Quelles instructions allez-vous donner à vos agents de CPAS à partir du moment où la loi sera d’application?

"Nous attendons des circulaires explicatives en espérant qu’elles le soient et je me permets d’en douter. Dès lors, je pense que chacun doit appliquer la loi, mais la question est : qui est visé ? On parle des travailleurs sociaux, je vous rappelle quand même que dans le cadre de la loi organique des CPAS, c’est le président, le directeur général qui sont responsables pour tous les actes qui engagent le CPAS. Donc à ce stade-ci, nous sommes vraiment très perplexes et on n’en est pas vraiment encore à donner des instructions".

Il y a plusieurs degrés d'application de cette loi, d’autant qu’il n’y a pas de sanctions. On peut y mettre beaucoup de zèle ou on peut faire ça de manière un peu plus laxiste.

"C’est aussi un des aspects du flou: les sanctions ne sont vraiment pas claires du tout. Donc je pense qu’à ce stade-ci, vraiment, c’est très difficile de répondre à votre question. Le comité directeur de la Fédération des CPAS examinera tout cela dans le mois qui vient, il y aura concertation avec les collègues bruxellois et flamands pour voir quelle est la bonne attitude à adopter et il n’est pas impossible que des recours soient introduits, que ce soit auprès du Conseil d’État ou de la Cour constitutionnelle. Je dois vous dire que le tumulte est tel que des juristes me téléphonent pour me dire 'nous nous mettons spontanément et bénévolement à votre disposition pour vous aider'. Le Comité directeur de la Fédération des CPAS se prononcera sur le sujet. Maintenant, si on touche au fonctionnement même du CPAS, là on est dans des matières régionales, il n’est pas impossible non plus que les entités fédérées saisissent une concertation interministérielle".

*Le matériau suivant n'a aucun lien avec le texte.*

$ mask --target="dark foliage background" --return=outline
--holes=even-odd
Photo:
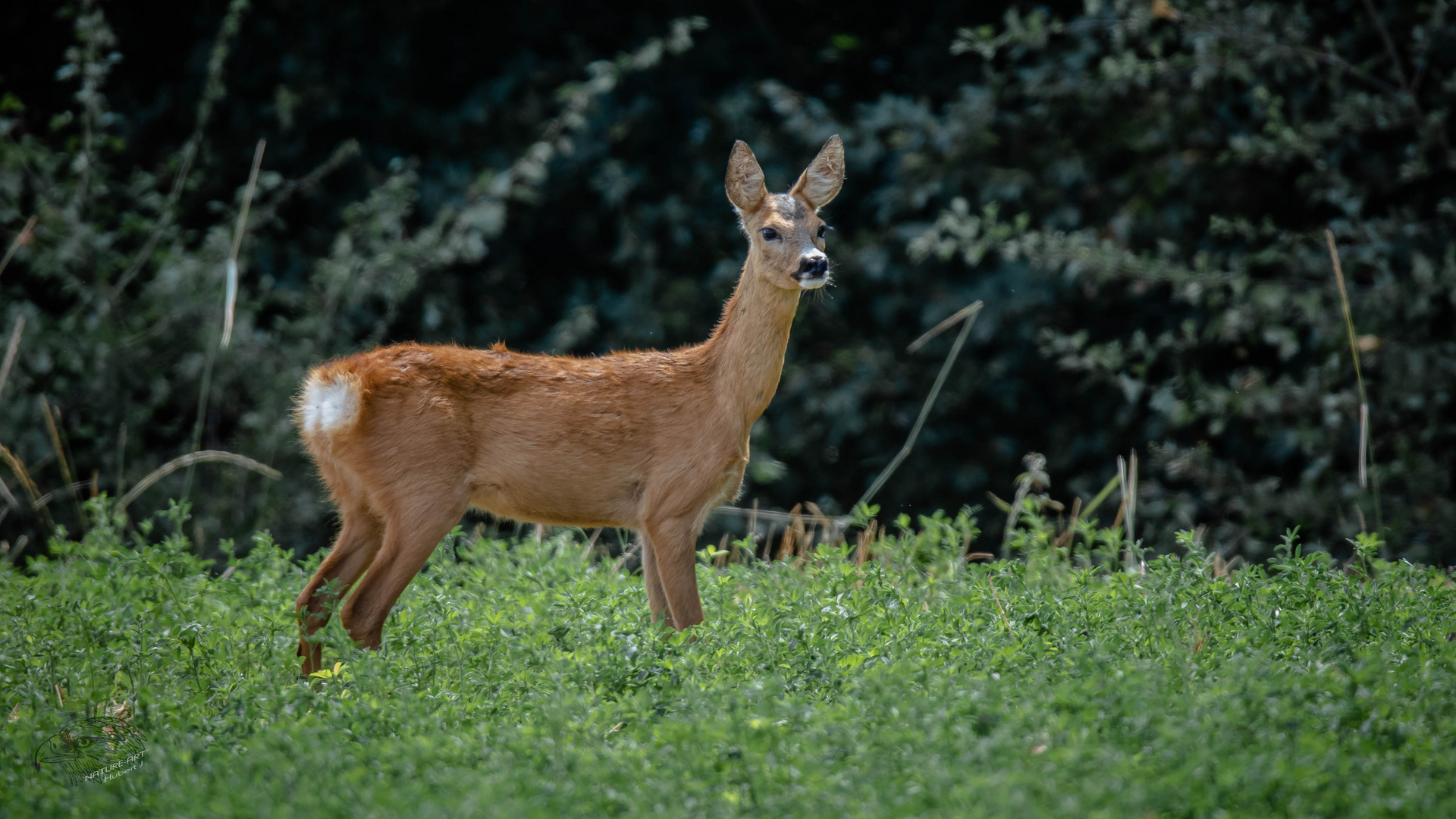
[[[195,449],[284,477],[204,465],[137,503],[189,495],[199,541],[325,545],[288,418],[309,364],[397,340],[697,341],[741,264],[732,140],[785,188],[833,133],[836,286],[801,309],[748,498],[844,510],[949,338],[906,344],[984,299],[887,513],[1009,494],[1028,450],[1053,497],[1086,497],[1137,447],[1150,544],[1207,525],[1258,558],[1299,525],[1316,548],[1369,528],[1396,555],[1456,554],[1446,3],[234,0],[0,20],[22,32],[0,57],[4,246],[38,217],[0,273],[4,340],[25,318],[0,443],[41,493],[83,484],[36,504],[7,466],[12,555],[82,525],[71,494],[119,495]],[[1326,227],[1379,495],[1356,484]]]

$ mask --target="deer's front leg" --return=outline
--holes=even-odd
[[[693,554],[697,538],[695,523],[683,517],[648,520],[644,532],[642,574],[648,577],[648,605],[652,606],[651,581],[655,576],[667,597],[667,622],[678,631],[703,622],[703,603],[697,597],[697,561]],[[652,616],[657,618],[655,609]]]
[[[662,581],[658,579],[657,573],[657,551],[652,548],[652,541],[646,536],[646,532],[638,532],[641,538],[641,554],[642,554],[642,584],[646,586],[646,608],[652,612],[652,622],[660,622],[667,618],[667,622],[673,622],[673,615],[667,609],[667,592],[662,590]]]

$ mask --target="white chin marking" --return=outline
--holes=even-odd
[[[342,376],[331,382],[310,380],[303,391],[303,430],[329,433],[354,423],[360,396]]]

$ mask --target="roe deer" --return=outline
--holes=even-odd
[[[364,576],[339,616],[379,648],[395,600],[469,507],[636,529],[652,619],[702,622],[697,533],[738,494],[799,294],[828,281],[818,210],[843,181],[837,136],[772,195],[753,152],[734,144],[727,191],[748,259],[702,344],[598,358],[395,344],[314,367],[296,415],[344,525],[298,595],[303,673],[322,666],[309,635],[331,595]]]

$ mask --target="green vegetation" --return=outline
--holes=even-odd
[[[0,4],[26,32],[0,52],[0,443],[38,487],[0,466],[10,555],[198,449],[281,478],[202,465],[141,507],[188,498],[198,544],[323,548],[287,417],[307,366],[699,341],[743,259],[732,140],[783,189],[839,133],[834,287],[799,312],[750,500],[846,512],[951,340],[906,345],[984,300],[885,509],[980,501],[1028,450],[1091,495],[1136,447],[1159,548],[1207,526],[1264,560],[1297,525],[1456,557],[1446,0],[780,0],[792,36],[737,6],[38,7]]]
[[[259,535],[194,554],[185,509],[0,570],[23,816],[1441,816],[1456,812],[1456,590],[1302,554],[1232,573],[1191,532],[1123,570],[1120,529],[1021,517],[1025,561],[967,564],[968,516],[858,565],[699,567],[695,641],[579,538],[451,535],[379,654],[323,632],[297,676],[298,567]],[[1041,507],[1045,510],[1044,507]],[[1051,514],[1051,510],[1045,510]],[[976,549],[980,544],[970,542]],[[232,554],[232,546],[223,544]],[[709,555],[705,555],[705,558]],[[1136,555],[1134,555],[1136,558]],[[221,568],[221,573],[218,570]],[[58,701],[64,697],[64,701]],[[124,707],[146,764],[35,771],[82,711]]]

Face à cette loi, comment maintenir le lien de confiance avec les bénéficiaires des CPAS?

"C’est très compliqué, d’autant plus que ça vient après toute une série d’autres mesures ou de velléités, comme mieux contrôler les gens qui vont à l’étranger… Il y a même eu une proposition de la N-VA, et ce sont les mêmes qui font la proposition actuellement, pour dire il faut supprimer l’aide sociale aux alcooliques et toxicomanes, sans se préoccuper évidemment de leurs enfants et se demander ce qu’ils mangeraient. Une récente proposition du CD&V, qui dit qu'il faut que les CPAS récupèrent mieux l’aide octroyée aux personnes qui vont en maisons de repos, récupèrent mieux cette aide auprès des enfants, laissant de nouveau à croire qu’on ne le fait pas, ce qui est faux. Et donc cette relation de confiance s’étiole, il y a de plus en plus de personnes qui ne s’adressent plus au CPAS, par crainte justement qu’il y aurait des rétorsions comme ça. Et dès lors, que font ces personnes? Elles disparaissent dans la nature, elles disparaissent des radars sociaux, c’est aussi un grand danger, un grand risque de délinquance, vous savez".

Beaucoup de gens n’osent même pas frapper à la porte des CPAS?

"Nous faisons tout pour qu’il n’en soit pas ainsi, mais il y a effectivement des personnes qui disent 'non, je ne veux plus accomplir toutes ces démarches administratives, toutes ces questions intrusives, ces enquêtes à domicile qu’on fait pour voir si je ne cohabite pas'. Je rappelle d’ailleurs qu’une de nos revendications, c’est l’individualisation des droits pour toutes ces démarches de contrôle chronophages qui nous empêchent de faire notre métier. Notre métier qui est, je le rappelle, l’aide sociale, aider les gens et nous avons un peu l’impression que dans le contexte actuel la lutte contre la pauvreté est devenue la lutte contre les pauvres".